FlexGen: High-Throughput Generative Inference of Large Language Models with a Single GPU¶

🎯 Pitch¶

FlexGen enables high-throughput inference of massive language models using just a single commodity GPU by efficiently orchestrating GPU, CPU, and disk resources via an optimized offloading schedule and advanced 4-bit compression. This breakthrough system dramatically lowers the cost and hardware requirements for running models like OPT-175B—achieving up to 100× greater throughput than previous offloading solutions—thereby democratizing access to powerful LLM capabilities for research and industry without the need for expensive multi-GPU clusters.
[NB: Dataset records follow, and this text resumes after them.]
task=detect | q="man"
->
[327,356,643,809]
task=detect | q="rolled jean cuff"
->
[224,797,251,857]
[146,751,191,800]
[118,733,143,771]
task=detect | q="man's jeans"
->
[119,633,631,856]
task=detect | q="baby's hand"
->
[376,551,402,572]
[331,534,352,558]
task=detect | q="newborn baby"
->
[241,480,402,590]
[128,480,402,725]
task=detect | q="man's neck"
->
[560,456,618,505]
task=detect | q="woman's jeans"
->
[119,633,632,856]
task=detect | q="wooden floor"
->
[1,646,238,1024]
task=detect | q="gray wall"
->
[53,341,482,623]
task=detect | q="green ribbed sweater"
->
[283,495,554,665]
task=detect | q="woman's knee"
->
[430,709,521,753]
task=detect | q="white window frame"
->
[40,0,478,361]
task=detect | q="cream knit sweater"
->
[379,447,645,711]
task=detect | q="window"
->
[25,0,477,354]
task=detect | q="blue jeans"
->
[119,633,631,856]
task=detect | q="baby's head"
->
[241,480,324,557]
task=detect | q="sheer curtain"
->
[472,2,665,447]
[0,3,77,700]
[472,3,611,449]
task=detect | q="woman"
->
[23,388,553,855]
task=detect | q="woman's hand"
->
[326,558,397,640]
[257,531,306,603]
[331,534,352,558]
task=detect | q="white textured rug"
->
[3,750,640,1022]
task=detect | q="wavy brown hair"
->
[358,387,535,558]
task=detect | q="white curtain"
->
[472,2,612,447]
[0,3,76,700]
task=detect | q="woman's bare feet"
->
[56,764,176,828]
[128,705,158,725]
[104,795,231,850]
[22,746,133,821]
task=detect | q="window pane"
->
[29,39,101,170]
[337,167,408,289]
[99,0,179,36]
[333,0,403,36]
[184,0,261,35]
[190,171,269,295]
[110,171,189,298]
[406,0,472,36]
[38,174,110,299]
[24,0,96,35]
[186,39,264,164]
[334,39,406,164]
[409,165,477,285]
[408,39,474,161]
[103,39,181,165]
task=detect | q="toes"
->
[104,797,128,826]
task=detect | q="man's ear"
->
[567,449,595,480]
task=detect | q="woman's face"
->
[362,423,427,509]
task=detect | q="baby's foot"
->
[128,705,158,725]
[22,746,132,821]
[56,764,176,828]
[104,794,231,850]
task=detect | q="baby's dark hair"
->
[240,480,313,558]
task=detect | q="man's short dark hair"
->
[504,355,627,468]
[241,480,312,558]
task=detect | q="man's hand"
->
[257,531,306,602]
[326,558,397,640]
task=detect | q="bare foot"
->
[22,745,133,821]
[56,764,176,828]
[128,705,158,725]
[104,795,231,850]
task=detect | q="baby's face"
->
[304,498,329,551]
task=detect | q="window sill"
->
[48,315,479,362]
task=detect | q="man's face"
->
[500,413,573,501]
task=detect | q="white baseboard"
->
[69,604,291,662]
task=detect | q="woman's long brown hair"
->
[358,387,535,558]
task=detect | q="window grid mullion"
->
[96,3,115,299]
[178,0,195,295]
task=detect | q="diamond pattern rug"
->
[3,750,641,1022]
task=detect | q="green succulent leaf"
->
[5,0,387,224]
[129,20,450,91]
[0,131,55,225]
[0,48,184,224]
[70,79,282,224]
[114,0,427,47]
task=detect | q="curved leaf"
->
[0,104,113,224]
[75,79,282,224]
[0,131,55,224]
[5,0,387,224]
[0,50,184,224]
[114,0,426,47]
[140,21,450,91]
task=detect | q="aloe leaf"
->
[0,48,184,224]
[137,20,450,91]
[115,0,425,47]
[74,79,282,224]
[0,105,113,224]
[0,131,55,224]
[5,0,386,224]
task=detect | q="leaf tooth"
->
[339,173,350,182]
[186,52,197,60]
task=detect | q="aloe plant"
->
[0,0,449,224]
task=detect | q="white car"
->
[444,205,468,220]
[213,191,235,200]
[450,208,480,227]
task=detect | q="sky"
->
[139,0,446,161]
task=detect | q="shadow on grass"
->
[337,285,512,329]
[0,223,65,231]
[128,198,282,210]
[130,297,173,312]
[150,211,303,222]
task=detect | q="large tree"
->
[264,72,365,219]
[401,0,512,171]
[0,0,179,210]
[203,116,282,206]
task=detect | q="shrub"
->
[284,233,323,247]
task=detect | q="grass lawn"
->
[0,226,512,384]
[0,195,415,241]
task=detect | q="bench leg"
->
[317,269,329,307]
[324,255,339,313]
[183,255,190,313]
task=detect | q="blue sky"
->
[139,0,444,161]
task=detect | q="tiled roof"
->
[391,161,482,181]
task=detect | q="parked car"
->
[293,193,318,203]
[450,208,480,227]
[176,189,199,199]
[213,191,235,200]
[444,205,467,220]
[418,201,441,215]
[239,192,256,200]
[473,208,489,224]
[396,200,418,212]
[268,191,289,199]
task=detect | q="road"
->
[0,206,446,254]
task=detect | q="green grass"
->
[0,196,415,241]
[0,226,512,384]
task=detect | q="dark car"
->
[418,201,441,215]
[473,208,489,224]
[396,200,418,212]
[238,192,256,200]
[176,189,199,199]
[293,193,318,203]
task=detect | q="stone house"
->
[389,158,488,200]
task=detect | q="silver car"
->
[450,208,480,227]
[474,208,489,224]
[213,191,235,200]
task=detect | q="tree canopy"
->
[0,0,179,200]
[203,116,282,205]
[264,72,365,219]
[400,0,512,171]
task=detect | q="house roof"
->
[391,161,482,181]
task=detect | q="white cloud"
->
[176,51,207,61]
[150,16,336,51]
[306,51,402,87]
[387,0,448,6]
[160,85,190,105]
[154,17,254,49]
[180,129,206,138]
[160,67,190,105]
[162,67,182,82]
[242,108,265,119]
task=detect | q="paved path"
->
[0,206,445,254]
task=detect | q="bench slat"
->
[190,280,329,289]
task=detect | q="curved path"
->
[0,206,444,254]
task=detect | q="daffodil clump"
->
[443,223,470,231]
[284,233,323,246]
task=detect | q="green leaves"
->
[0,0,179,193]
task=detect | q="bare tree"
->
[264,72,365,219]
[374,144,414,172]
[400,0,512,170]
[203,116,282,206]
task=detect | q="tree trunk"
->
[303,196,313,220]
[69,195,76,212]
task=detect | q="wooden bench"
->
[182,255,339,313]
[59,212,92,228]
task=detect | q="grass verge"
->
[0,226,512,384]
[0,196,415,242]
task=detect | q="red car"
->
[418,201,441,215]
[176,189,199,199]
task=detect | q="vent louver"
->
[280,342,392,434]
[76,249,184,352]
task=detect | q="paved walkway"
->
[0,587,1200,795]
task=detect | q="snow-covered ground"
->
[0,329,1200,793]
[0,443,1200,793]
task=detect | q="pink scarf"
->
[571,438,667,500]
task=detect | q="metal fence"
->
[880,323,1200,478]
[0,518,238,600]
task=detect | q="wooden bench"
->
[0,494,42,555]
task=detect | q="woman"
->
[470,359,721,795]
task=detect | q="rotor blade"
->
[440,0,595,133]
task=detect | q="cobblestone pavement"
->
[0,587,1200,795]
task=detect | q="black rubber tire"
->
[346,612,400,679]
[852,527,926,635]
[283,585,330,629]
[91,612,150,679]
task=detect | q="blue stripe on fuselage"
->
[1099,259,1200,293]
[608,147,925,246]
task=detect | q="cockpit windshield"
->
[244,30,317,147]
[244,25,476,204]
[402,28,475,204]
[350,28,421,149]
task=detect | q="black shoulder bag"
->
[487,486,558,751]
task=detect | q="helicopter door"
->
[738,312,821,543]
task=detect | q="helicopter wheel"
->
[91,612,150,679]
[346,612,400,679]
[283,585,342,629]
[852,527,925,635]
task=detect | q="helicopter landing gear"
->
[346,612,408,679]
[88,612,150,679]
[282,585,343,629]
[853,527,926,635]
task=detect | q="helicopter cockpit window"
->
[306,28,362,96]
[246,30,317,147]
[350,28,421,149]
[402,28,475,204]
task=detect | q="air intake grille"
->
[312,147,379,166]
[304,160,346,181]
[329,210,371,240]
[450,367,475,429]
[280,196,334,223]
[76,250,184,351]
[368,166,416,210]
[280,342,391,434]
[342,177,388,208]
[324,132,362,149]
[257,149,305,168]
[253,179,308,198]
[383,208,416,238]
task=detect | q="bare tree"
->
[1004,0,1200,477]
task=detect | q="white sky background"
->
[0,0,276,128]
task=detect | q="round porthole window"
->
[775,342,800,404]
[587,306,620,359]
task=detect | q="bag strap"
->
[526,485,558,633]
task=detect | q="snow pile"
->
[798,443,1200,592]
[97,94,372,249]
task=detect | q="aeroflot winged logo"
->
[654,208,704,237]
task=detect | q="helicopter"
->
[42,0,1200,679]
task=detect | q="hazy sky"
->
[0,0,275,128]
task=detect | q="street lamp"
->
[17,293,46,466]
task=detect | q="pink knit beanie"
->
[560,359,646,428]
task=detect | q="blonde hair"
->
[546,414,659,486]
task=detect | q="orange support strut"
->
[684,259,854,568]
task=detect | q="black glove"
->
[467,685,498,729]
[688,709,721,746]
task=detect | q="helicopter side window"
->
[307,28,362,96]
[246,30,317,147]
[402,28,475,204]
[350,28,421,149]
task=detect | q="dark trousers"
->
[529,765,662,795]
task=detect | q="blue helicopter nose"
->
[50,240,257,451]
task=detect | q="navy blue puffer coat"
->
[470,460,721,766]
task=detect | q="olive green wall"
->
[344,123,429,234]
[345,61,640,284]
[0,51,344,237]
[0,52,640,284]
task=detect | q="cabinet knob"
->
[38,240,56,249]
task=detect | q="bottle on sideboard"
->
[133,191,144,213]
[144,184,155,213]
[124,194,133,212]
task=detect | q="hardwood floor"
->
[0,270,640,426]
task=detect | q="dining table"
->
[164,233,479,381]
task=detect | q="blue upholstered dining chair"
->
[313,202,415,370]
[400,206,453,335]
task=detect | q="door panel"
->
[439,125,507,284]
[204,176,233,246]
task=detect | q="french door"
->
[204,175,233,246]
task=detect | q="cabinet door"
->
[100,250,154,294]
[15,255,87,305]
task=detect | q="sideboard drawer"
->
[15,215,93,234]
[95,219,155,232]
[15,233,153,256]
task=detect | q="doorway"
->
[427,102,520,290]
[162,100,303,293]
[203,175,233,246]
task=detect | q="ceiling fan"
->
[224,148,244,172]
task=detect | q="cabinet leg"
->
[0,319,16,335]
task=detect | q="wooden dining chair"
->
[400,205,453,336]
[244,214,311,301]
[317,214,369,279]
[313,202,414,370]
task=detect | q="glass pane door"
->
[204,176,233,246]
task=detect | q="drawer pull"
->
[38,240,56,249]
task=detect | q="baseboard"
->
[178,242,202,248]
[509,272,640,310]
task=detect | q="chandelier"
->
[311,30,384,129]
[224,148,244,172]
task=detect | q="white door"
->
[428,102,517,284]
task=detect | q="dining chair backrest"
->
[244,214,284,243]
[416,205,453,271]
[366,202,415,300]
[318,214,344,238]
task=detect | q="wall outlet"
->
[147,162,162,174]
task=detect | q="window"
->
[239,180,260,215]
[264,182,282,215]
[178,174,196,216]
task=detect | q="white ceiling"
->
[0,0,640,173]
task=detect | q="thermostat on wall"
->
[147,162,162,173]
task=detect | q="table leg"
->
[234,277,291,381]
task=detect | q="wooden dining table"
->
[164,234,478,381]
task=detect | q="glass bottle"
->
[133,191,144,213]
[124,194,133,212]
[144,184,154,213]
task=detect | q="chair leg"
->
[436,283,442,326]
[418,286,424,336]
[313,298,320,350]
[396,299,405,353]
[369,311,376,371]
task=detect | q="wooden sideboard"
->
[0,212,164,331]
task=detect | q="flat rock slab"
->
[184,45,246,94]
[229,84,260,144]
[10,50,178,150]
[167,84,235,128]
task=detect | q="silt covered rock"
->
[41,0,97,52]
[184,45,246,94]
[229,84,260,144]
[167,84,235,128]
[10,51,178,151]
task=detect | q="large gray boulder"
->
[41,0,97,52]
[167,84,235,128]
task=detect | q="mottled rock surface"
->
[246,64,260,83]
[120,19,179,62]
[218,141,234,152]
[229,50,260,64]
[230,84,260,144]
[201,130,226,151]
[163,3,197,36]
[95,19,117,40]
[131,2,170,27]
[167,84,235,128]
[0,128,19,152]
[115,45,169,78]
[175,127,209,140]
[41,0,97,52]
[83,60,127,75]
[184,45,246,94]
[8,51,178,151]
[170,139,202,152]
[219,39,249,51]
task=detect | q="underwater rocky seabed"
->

1. Executive Summary (2-3 sentences)¶

FlexGen is a system for running very large language models (LLMs) on a single commodity GPU by orchestrating GPU, CPU, and disk as a unified memory-compute hierarchy. It introduces a near-optimal offloading schedule, a cost-model-driven policy search, and 4‑bit compression for both model weights and attention caches, achieving up to 100× higher throughput than prior offloading systems on OPT‑175B using one NVIDIA T4 GPU (Figure 1, Table 2).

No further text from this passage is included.